While acting as Epifanio, Alicea has become a constant promoter of Puerto Rican artists and acts, covering the full spectre of the Puerto Rican humanities' scene. He now voices his political opinions openly and vehemently, championing animal rights, drama and music classes on Puerto Rican public schools, gay and lesbian rights, better living conditions for the elderly, the HIV positive and children, and other liberal causes. This has somehow rehabilitated Epifanio's image among Puerto Ricans, dismissing his "viejo daña'o" antics in favor of a more tolerant, less grumpy image. He still uses risqué humor to refer to women he physically likes, which he calls "potrancas" (young mares), and make the occasional pass to Susa.

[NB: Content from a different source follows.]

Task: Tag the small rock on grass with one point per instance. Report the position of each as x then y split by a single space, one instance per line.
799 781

==Radio and television program runs==
Susa and Epifanio would star in various inceptions of their show on Puerto Rican television: "Susa y Epifanio", "La Taberna Budweiser", "El Kiosco Budweiser" and "Café Teatro El Fogón", over various Puerto Rican television stations. They would also be featured constantly in Puerto Rican patron saint feasts, honoring the founding of each of the island nation's municipalities. On their live shows they would sing parodies of Puerto Rican song standards ridiculing each other, and would make fun of each other, particularly over that fateful night at "La Hamaca". They have also recorded a Christmas record together.

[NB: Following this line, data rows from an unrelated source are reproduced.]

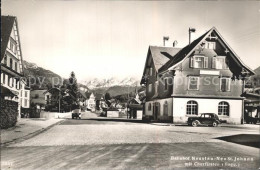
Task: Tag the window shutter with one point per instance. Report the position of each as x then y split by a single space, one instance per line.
206 62
191 62
214 62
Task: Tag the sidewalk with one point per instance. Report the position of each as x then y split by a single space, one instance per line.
26 128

Velázquez tried her hand at entrepreneurship, and opened a night club in Bayamón, Puerto Rico; she would try to cater to every segment of the local market: from family comedy afternoons on Sundays to male stripper shows on Tuesdays. Susa Cruz would sometimes guest on some of the shows. The night club was forced to close after four months due to licensing restrictions (and some controversy from the club's neighbors). When most Puerto Rican television stations opted to reduce local programming in favor of syndicated shows produced elsewhere, Alicea and Velázquez started a radio program, "Prende El Fogón", on WSKN-AM (later moved to WIAC-AM). On this program they would comment the news (Susa would sometimes sing a décima commenting a particular item), and open the phone lines. Susa and Epifanio would ridicule each other's political views, but more often they would ridicule the Puerto Rican political scene, something they claim would fit right into Gabriel García Márquez's fictional town of Macondo in his book One Hundred Years of Solitude. The program has proven to be an audience favorite. It also opened a community service vehicle for Alicea and Velázquez, and particularly for Alicea. Susa and Epifanio have also taken their "Fogón" format into television. On their current television program, "El Fogón TV", they attempt to interview political figures using humor to disarm them. Puerto Rican governor Aníbal Acevedo Vilá was their first guest. Susa and Epifanio have also recorded various radio and television advertisements, particularly for products and services catering to the aged, including supplementary health plans and audiology services.